Once installed on any digital device physically, they are able to access all your files, messages, digital activities, cameras, and GPS locations. In short, they have access to your life activities. They can be installed remotely through RAT or remote access tools like phishing emails containing malicious attachments or links, which, when clicked, download the spyware without the user’s knowledge.
“These openly-sold consumer surveillance programs are often used for spying on colleagues, family members or partners, and are in great demand,” said a researcher with a virus detecting company. “For a relatively modest fee, sometimes as little as $7 per month, these apps stay hidden while keeping their operators informed about the device activity, such as its owner’s location, browser history, text messages, social media chats, and more. Some of them can even make video and voice recordings.”
Most such apps that are available on the pay stores have been removed after activists against domestic abuse by the users of such stalkerware lobbied to get them removed. Researchers from cybersecurity firm Avast detected eight such apps on the Google Play Store that allowed people to keep tabs on employees, romantic partners, or kids. Google later took them down.
Android phone users are more vulnerable to such stalkerware as most virus detecting apps that are on the Play Store do not recognize them as such. Well known cybersecurity firms too do not consider them worthy of detecting as malicious. They might recognize the malware but do not flag it or term it as a harmful virus.
Cybersecurity Firms Gear Up to Tackle Stalkerware Menace
Eva Galperin is one of the few dedicated hacktivists to recognize the evil of this stalkerware and started a dedicated campaign to get cybersecurity firms to realize the harm they were doing to especially domestic abuse victims both male and females.
She floated a non-profit Threat Lab of the digital civil liberties group, the Electronic Frontier Foundation, last year.
“Full access to someone’s phone is essentially full access to someone’s mind,” says Galperin. “The people who end up with this software on their phones can become victims of physical abuse, of physical stalking. They get beaten. They can be killed. Their children can be kidnapped. It’s the small end of a very large, terrifying wedge.”
She got in touch with Kaspersky and persuaded them to accept stalkerware as malicious ware and a malware virus. Earlier, most spyware detecting virus companies merely treated such stalkerware as a suspicious activity but not threatening.

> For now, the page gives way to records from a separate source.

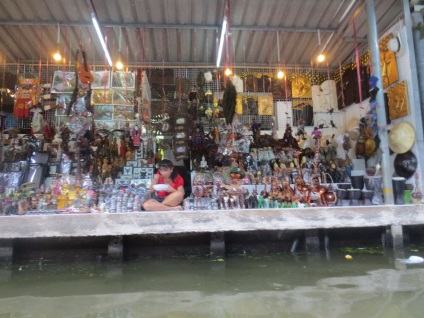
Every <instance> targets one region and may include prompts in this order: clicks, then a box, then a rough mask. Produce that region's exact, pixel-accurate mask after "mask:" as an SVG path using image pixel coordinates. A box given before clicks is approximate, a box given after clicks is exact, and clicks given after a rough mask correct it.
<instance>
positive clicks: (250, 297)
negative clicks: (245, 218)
mask: <svg viewBox="0 0 424 318" xmlns="http://www.w3.org/2000/svg"><path fill="white" fill-rule="evenodd" d="M421 254H422V253H421ZM415 255H420V253H419V252H418V253H416V254H415ZM352 256H353V259H352V260H346V259H345V254H344V253H342V252H340V251H334V252H332V253H331V254H330V255H329V254H327V255H325V254H322V255H306V254H305V255H297V256H294V255H291V254H286V255H283V254H278V255H269V256H268V255H267V256H265V255H262V256H232V257H228V258H227V259H225V261H224V260H218V261H212V260H210V259H208V258H206V257H205V258H186V259H164V260H138V261H131V262H124V263H123V264H122V265H118V264H113V263H96V262H91V263H90V262H87V263H77V262H73V263H69V262H68V263H54V262H48V261H43V262H31V263H27V264H16V265H14V266H13V268H1V270H0V280H1V282H0V284H1V285H0V286H1V287H0V318H6V317H7V318H18V317H19V318H21V317H22V318H23V317H25V318H30V317H31V318H33V317H54V318H59V317H72V318H77V317H78V318H79V317H87V318H94V317H102V318H109V317H110V318H112V317H125V318H128V317H131V318H136V317H155V318H156V317H157V318H159V317H161V318H162V317H163V318H165V317H166V318H177V317H178V318H179V317H181V318H182V317H193V318H194V317H195V318H203V317H208V318H209V317H231V318H234V317H237V318H239V317H240V318H241V317H255V318H256V317H290V318H293V317H294V318H300V317H304V318H309V317H322V318H332V317H337V318H339V317H343V318H348V317H349V318H351V317H361V318H362V317H366V318H368V317H385V318H391V317H393V318H394V317H396V318H398V317H402V318H405V317H424V265H423V264H418V265H405V264H401V263H399V262H397V261H396V259H395V257H393V256H391V255H382V254H378V255H369V254H357V255H356V254H355V255H352ZM421 256H422V255H421Z"/></svg>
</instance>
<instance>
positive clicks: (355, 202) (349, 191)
mask: <svg viewBox="0 0 424 318" xmlns="http://www.w3.org/2000/svg"><path fill="white" fill-rule="evenodd" d="M347 193H348V196H349V199H350V202H349V205H350V206H357V205H359V199H360V198H361V194H362V190H360V189H348V190H347Z"/></svg>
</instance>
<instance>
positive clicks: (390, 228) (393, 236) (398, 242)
mask: <svg viewBox="0 0 424 318" xmlns="http://www.w3.org/2000/svg"><path fill="white" fill-rule="evenodd" d="M390 231H391V234H392V242H393V249H394V250H395V251H396V250H403V226H402V225H397V224H396V225H395V224H393V225H392V226H391V227H390Z"/></svg>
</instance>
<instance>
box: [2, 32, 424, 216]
mask: <svg viewBox="0 0 424 318" xmlns="http://www.w3.org/2000/svg"><path fill="white" fill-rule="evenodd" d="M395 27H396V28H397V29H398V27H397V26H395ZM394 36H400V35H399V34H398V35H396V34H395V35H394V33H393V32H390V30H389V32H388V35H386V36H384V37H383V38H382V39H381V41H380V54H381V66H382V78H377V77H376V76H372V75H371V74H370V68H369V55H368V53H367V52H364V54H363V55H362V56H361V58H360V62H359V64H357V63H356V61H351V62H348V63H346V64H345V65H343V67H341V68H340V69H339V70H320V71H318V70H314V69H305V70H302V69H296V68H293V69H287V70H286V72H285V77H284V78H282V79H279V78H278V77H277V75H276V74H273V72H272V71H271V70H269V69H234V70H233V74H231V75H230V76H226V75H225V74H224V73H223V71H217V70H214V69H181V68H178V69H173V68H162V69H158V68H149V69H131V70H127V71H125V72H122V71H116V70H105V69H102V68H101V67H93V68H91V69H90V70H89V71H88V72H87V70H78V69H72V67H64V68H61V67H53V68H52V67H51V66H43V67H42V68H40V69H37V67H38V65H31V66H28V65H27V66H25V65H19V66H16V65H15V66H8V67H9V69H7V68H4V69H3V73H4V76H3V78H8V84H7V85H5V84H6V83H3V86H5V87H4V88H3V91H2V113H1V119H2V121H1V125H2V127H1V131H2V136H1V137H2V147H1V150H2V151H1V155H2V165H1V172H0V214H24V213H48V212H51V211H55V212H63V213H82V212H112V213H113V212H130V211H140V208H141V204H142V203H143V202H144V200H146V198H148V197H149V196H150V193H149V190H148V188H149V184H150V180H151V179H152V177H153V174H154V171H155V166H154V164H155V162H157V161H158V160H160V159H161V158H165V157H166V158H169V159H171V160H173V161H174V163H175V164H176V165H177V166H181V167H183V168H184V169H185V171H186V172H187V173H188V174H191V179H189V181H188V182H189V183H190V186H189V187H187V198H186V199H185V201H184V207H185V209H229V208H285V207H307V206H327V205H372V204H374V205H376V204H384V199H383V195H382V191H383V190H382V174H381V169H382V168H381V166H380V159H381V155H382V152H383V151H390V152H391V153H393V154H392V156H391V157H392V158H393V159H392V161H393V166H392V167H391V169H392V170H393V188H394V193H395V203H396V204H409V203H421V200H422V190H421V186H420V184H421V181H420V174H419V172H420V169H419V166H418V160H417V156H416V153H415V154H414V152H415V148H414V147H416V142H415V129H414V123H413V120H412V118H413V109H412V111H411V107H410V106H409V104H408V100H411V94H412V92H411V90H408V81H409V80H410V79H409V74H408V72H407V67H406V65H407V63H408V61H407V55H406V54H405V53H404V51H402V52H393V51H391V50H389V49H388V43H389V42H390V40H391V39H392V38H393V37H394ZM13 68H15V69H14V70H13ZM11 70H12V71H11ZM6 74H7V76H6ZM13 74H18V75H13ZM34 74H35V75H34ZM10 83H14V84H13V85H11V84H10ZM377 84H378V85H377ZM6 86H9V87H6ZM12 86H13V87H12ZM378 87H382V89H383V90H384V96H385V105H378V104H377V101H376V95H377V92H378V90H379V88H378ZM6 101H7V102H6ZM378 107H384V108H385V109H386V117H387V129H388V130H390V133H389V145H390V149H387V150H386V149H381V147H379V137H378V131H379V129H382V128H383V129H386V128H384V127H378V125H377V117H376V116H377V111H376V110H377V108H378Z"/></svg>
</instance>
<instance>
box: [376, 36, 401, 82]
mask: <svg viewBox="0 0 424 318" xmlns="http://www.w3.org/2000/svg"><path fill="white" fill-rule="evenodd" d="M392 37H393V34H388V35H387V36H386V37H384V38H382V39H381V40H380V41H379V42H378V47H379V50H380V67H381V78H382V84H383V88H386V87H388V86H390V85H392V84H394V83H396V82H397V81H398V80H399V74H398V70H397V61H396V55H395V53H393V52H392V51H390V50H389V49H388V48H387V43H388V42H389V40H390V39H391V38H392Z"/></svg>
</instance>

Recently, Kaspersky did some research on such spyware and came up with some interesting facts.
The number of people who have discovered such software on their devices has risen by at least 35% in the past year. They detected stalkerware on 37,532 devices.
Malwarebytes, another cybersecurity firm, found 2500 such stalkerware floating around.
Kaspersky’s research says Russia has the highest stalkerware activity. India, Brazil, the United States and Germany complete the top five countries.
Hacktivists Gear Up to Tackle Stalkerware Menace
Most of these stalkerware tools are advertised as”employee monitoring” or “parental control” products. Some even openly call them cheat busters, or tools to catch your cheating partner.
Researchers at Cornell Tech, New York University, and the University of Washington did a study of 70 known Android stalkerware and looked at how they fared under antivirus detecting tools. They found McAfee antivirus did the best job missing 10 percent of the apps; most others missed 25 to 40 percent. ESET missed 85 percent.
Galperin wants Apple to fix any vulnerability in its iPhones that allows jailbreak and installation of stalkerware
She also wants law enforcement agencies to take note of how this stalkerware is misused. According to her, the existing cyberstalking laws like the Wiretap Act, the Computer Fraud and Abuse Act, and state-level two-party-consent recording laws apply to some of these stalkerware companies that openly advertise as spyware to track cheating spouses and partners.
She says, they should take note and prosecute these companies for breach of law.
Her aim is to create awareness about the existence of such stalkerware, getting virus detecting companies to flag and raise the alarm for such viruses, and the users to be more conscious of security features and strong passwords and two-step authentication for every device they use.